They sold dreams, Sheila Dikshit said about Aam Admi Party, a day after Arvind Kejriwal's new party toppled her after three terms as Delhi chief minister.
She does not know what explains the AAP phenomenon which won it 28 seats to Congress' eight in 70-member Delhi Assembly where BJP emerged as the single largest party with 31 seats but five short of required majority.
Perhaps on second thoughts, the Congress veteran went on to remark, "I think it is just the dreams that they spun."
She had seen governance for 15 long years as chief minister. "You cannot make dreams. You cannot sell dreams. But they have".
Would the AAP phenomenon last? "No, they might once. But it does not mean it is going to be there for ever. The dream has to be also tested," she told PTI.
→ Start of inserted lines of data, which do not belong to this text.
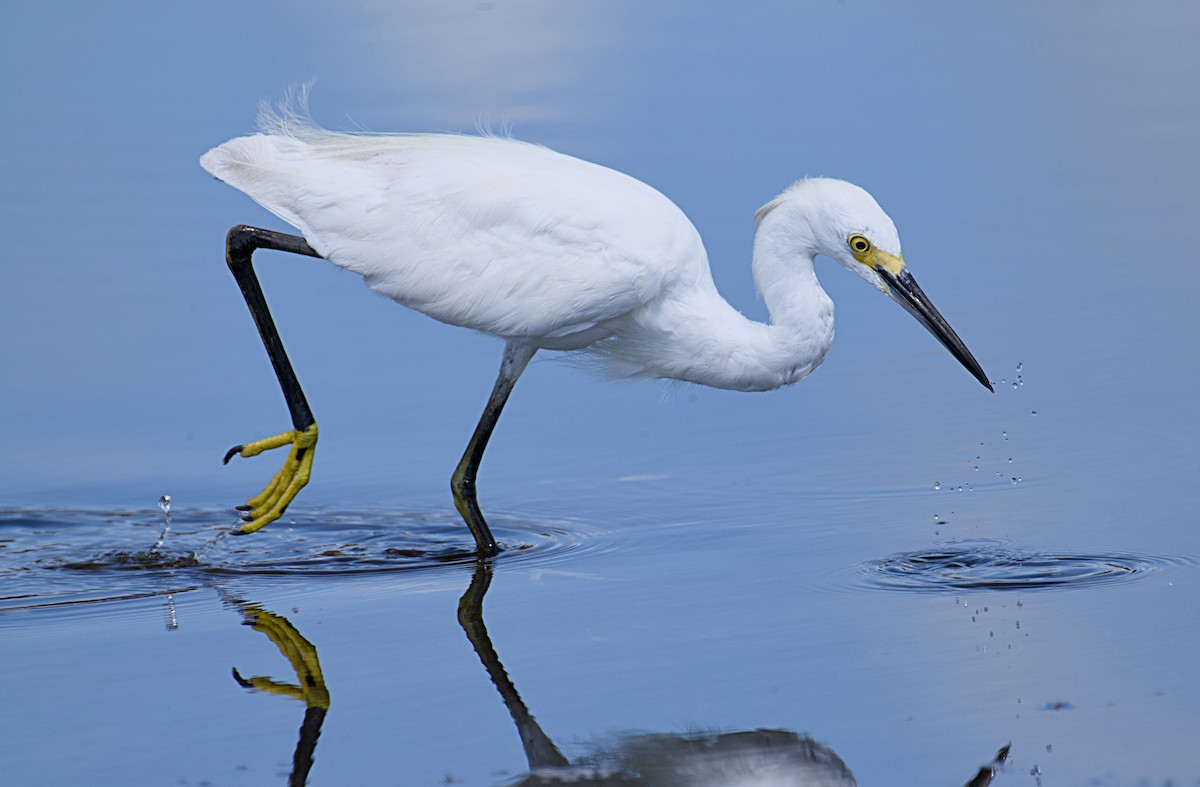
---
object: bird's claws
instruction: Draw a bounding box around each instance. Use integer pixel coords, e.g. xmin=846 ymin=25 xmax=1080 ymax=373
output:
xmin=226 ymin=423 xmax=317 ymax=535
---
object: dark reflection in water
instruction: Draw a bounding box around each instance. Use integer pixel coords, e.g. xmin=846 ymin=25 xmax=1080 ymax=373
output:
xmin=862 ymin=541 xmax=1187 ymax=591
xmin=458 ymin=560 xmax=1008 ymax=787
xmin=0 ymin=511 xmax=1008 ymax=787
xmin=0 ymin=506 xmax=604 ymax=609
xmin=226 ymin=599 xmax=329 ymax=787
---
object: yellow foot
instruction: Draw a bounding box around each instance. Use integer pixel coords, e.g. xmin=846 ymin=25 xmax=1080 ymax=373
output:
xmin=224 ymin=423 xmax=317 ymax=535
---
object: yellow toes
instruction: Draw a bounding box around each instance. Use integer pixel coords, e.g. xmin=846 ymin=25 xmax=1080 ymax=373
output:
xmin=225 ymin=423 xmax=317 ymax=534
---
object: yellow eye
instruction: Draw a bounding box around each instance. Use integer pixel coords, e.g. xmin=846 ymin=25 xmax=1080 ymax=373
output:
xmin=846 ymin=235 xmax=871 ymax=254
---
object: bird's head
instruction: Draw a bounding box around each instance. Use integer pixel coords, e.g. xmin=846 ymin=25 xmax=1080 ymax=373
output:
xmin=755 ymin=178 xmax=994 ymax=390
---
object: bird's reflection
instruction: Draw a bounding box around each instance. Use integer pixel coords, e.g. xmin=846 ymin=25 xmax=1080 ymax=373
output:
xmin=211 ymin=560 xmax=1008 ymax=787
xmin=227 ymin=599 xmax=329 ymax=787
xmin=458 ymin=560 xmax=857 ymax=787
xmin=458 ymin=560 xmax=1008 ymax=787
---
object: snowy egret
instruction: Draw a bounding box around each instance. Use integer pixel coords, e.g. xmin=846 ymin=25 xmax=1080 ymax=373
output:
xmin=200 ymin=107 xmax=991 ymax=555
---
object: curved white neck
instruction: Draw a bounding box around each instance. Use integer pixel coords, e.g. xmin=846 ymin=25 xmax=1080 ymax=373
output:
xmin=600 ymin=222 xmax=833 ymax=391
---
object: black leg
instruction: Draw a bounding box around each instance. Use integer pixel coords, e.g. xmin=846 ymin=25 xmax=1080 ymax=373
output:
xmin=450 ymin=342 xmax=536 ymax=558
xmin=224 ymin=224 xmax=320 ymax=534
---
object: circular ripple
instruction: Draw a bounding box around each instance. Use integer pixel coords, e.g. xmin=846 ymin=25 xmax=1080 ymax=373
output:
xmin=859 ymin=541 xmax=1187 ymax=591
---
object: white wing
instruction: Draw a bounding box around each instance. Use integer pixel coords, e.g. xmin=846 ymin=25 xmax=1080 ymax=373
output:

For instance, AAP had promised a 50 per cent reduction in power tariff in Delhi while BJP had promised a 30 per cent slash. AAP had come up with the idea of holding assembly session at the Ramlila ground where the Lokpal bill would be passed, she said.
Dikshit said she had explained hundreds of times that her government was not corrupt and also that electricity charges were decided by power regulator DERC.
But people have not understood that. Moreover, there was double anti-incumbency – that of the central government as well as Delhi government, Dikshit said.
Asked how the Congress party could be transformed ahead of the 2014 Lok Sabha polls as promised by Rahul Gandhi on Sunday, she said, the party needs to have workers who are more committed.
Dikshit said Kejriwal had "paid workers". Was that the future?, she asked, adding that Congress would have to look at all options.
She posed the question: "Have the days of just being committed to a party and its ideology gone or are they still there? These are questions we have to answer and we have to look for answers."